Niemiecka prasa pisze o was jak o drużynie, którą stać na niespodziankę? Myśli pan, że to możliwe?
Miło czytać ciepłe słowa, ale właśnie nadchodzi godzina zero, kiedy trzeba udowodnić swoją wartość na boisku. W piątek okaże się, ile jesteśmy warci.
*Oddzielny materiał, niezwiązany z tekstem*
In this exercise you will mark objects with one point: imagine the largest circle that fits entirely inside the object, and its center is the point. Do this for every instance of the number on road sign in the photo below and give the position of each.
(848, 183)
Do tej pory wszystko napawa mnie wielkim optymizmem, ale dopiero po meczu z Grecją będę wiedział, czy mój optymizm miał podstawy. Te trzy mecze są bez wątpienia najważniejsze w moim życiu.
Na dwóch poprzednich turniejach reprezentacja grała źle. Nie boicie się powtórki?
To prawda, że mundial w Niemczech i Euro w Austrii nie były dla nas udane. Robimy wszystko, żeby nie popełnić takich samych błędów, nie mamy sobie nic do zarzucenia, jeśli chodzi o przygotowanie do turnieju. Najważniejsze, żeby z Grecją nie przegrać. I w Niemczech, i w Austrii przegrywaliśmy pierwsze spotkania, wiemy, jak to się kończyło. Mamy drużynę, w której są piłkarze potrafiący jedną akcją zmienić losy meczu. To chyba główna różnica w porównaniu z poprzednimi reprezentacjami.
Jak będą wyglądały ostatnie godziny przedmeczem?
Każdy ma swój sposób na koncentrację. Jedni słuchają muzyki, inni szukają ciszy, chcą pomyśleć o meczu. Każdy z nas czuje, co dzieje się dookoła. Dobrym ruchem było zamieszkanie w hotelu na drugim piętrze, jesteśmy ponad wszystkim, pewne rzeczy do nas nie docierają. Poza tym gramy w klubach, gdzie obciążenia psychiczne są podobne, więc to dla nas trochę codzienność. Oczywiście teraz stoi za nami kraj, nataki moment czeka się całą karierę. Nasze marzenia stały się realne, oby trwały jak najdłużej.